- Вправо немного. Вправо, говорю! - раздавалось со стороны небольшого пригорка, на котором два бойца заново устанавливали пограничный столб с гербом Советского Союза. - Да, нет! Не туда! Вправо толкни! - столб никак не хотел стать прямо. - Вот, вот... Хорошо. Теперь герб. Герб поправь! - наконец, крикнул старший лейтенант, руководивший восстановлением пограничной линии.
Бывшая застава располагалась довольно неудачно, если оценивать ее оборонительный потенциал. После переноса государственной границы в 1939 г. в погранзаставу пришлось ставить почти в чистом поле — это оказалось единственное более или менее приемлемое место. Сами казармы для пограничников и одноэтажный хозяйственный корпус с ружкомнатой находились примерно в километре от протекавшей по границе речки. Немного в стороне от основных построек виднелась паутина вырытых траншей, которые бойцы в спешном порядке восстанавливали.
- Значит, так старшина, - старший лейтенант Маскаев ответственный за этот участок обороны, на планшете резал секторы. - Приказ ты слышал. Завтра, максимум послезавтра, нам следует ожидать мощного удара с той стороны, - заросшим щетиной подбородком он кивнул в сторону речки. - Ты ведь местный? … Ты чего? - стоявший перед ним старшина чуть покачнулся. - Илья Сергеевич?! - всегда собранный, не унывающий боец «поплыл». - Вот черт! Карташов сюда! - со стороны груды кирпичей, год с небольшим назад выполнявшей роль ружкомнаты, метнулся коренастый боец. - Держи его. Вот, так..., - вдвоем они осторожно положили старшину к каменной глыбе. - Не пьяный вроде, - командир с сомнением повел носом , ничего не почувствовав. - Илья Сергеевич? Давай санитара сюда! Подожди..., - вдруг рукой он схватил вскочившего на ноги бойца. - Он плачет...
Это было странное зрелище. Старший лейтенант и один из его бойцов сидели на корточках возле третьего — плотного мужчины средних лет, у которого медленно текли слезу по лицу. Какое-то время он никак не реагировал ни на окрики, ни на похлопывание по щекам. Пока, наконец, прибежавший санитар не сунул ему под нос вату, смоченную в нашатыре.

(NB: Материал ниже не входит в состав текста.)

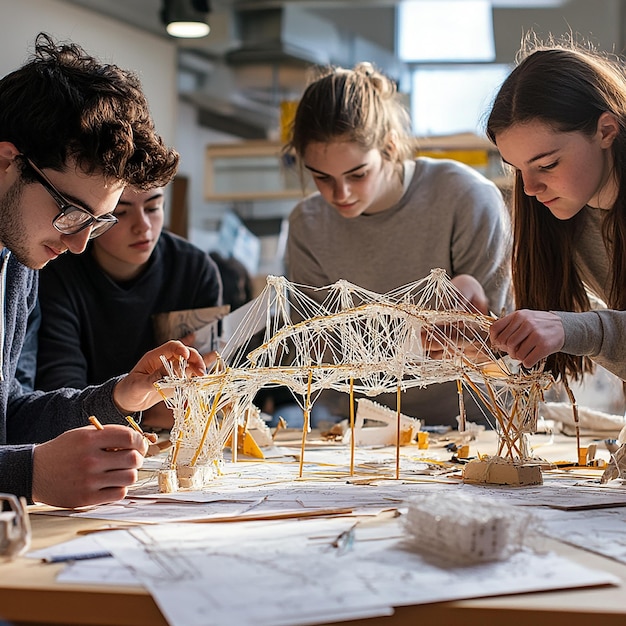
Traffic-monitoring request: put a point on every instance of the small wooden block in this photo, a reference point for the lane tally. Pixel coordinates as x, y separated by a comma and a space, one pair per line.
497, 471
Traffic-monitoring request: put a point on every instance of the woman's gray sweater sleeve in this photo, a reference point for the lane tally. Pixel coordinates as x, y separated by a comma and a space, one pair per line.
600, 335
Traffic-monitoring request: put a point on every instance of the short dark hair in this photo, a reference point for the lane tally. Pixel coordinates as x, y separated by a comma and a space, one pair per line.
64, 104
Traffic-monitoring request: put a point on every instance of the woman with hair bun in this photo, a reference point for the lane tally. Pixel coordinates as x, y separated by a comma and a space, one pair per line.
382, 218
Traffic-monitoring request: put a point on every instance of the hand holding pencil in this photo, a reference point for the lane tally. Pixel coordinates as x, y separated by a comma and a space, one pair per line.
87, 466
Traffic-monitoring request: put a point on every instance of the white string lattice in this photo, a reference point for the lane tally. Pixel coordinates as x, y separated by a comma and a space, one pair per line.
355, 341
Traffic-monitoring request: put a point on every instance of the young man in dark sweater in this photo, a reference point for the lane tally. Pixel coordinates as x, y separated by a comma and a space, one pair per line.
74, 133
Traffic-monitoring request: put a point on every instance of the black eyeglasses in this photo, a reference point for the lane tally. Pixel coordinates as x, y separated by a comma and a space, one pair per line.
71, 218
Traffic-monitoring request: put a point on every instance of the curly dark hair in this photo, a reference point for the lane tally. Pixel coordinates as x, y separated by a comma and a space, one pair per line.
64, 104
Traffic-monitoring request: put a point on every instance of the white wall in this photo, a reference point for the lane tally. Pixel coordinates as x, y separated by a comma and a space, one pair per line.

- Убери..., - прошептал он еле слышно, пытаясь оттолкнуть руку с ватой от своего носа. - Убери, клистерная твоя душонка, - санитар сразу же убрал вату. - Не видишь что-ли худо мне?! - его прежде бессмысленно блуждавшие глаза сфокусировались на лейтенанте. - Худо! Старшой, воевал я здесь... Понимаешь, воевал, - руками он потянулся к вороту гимнастерке, чтобы ослабить его. - Вот прямо тут, - он перевел взгляд на дальнюю часть траншеи, которая была выдвинута вперед. - В окопе сидел с карабином. Рядом земляк мой с Полтавщины, Санька Мельников, - лейтенант подвинулся в сторону, словно почувствовав, что своим телом загораживает ему обзор. - Почти шесть часов мы тут стояли..., - никто не проронил ни слова все это время. - Сначала все думали, что провокация. Даже не стреляли в ответ, а потом они ударили минометами, - санитар непроизвольно покосился на покрытую воронками от мин площадку перед остатками казармы. - Тогда только отвечать начали, да считай часть отряда как корова языком слизала... А мы, старшой, все равно держались! - сквозь слезы продолжал рассказывать он. - Они дадут пару залпов минами и в атаку идут, а мы им в Бога, душу … мать.... отвечаем, что мол стоим еще, сволочи, … держимся еще... А командир все слушал, не подходят ли наши из крепости, - старшина переводил взгляд с одного на другого, словно пытался спросить их, как же так случилось, что они все погибли, а он вот тут, живой сидит. - Все говорил, что вот — вот подмога подойдет. Еще продержаться надо. Еще одну атаку отбить... Потом ранило его, а он все спрашивал, не слышно ли, как наши танки едут.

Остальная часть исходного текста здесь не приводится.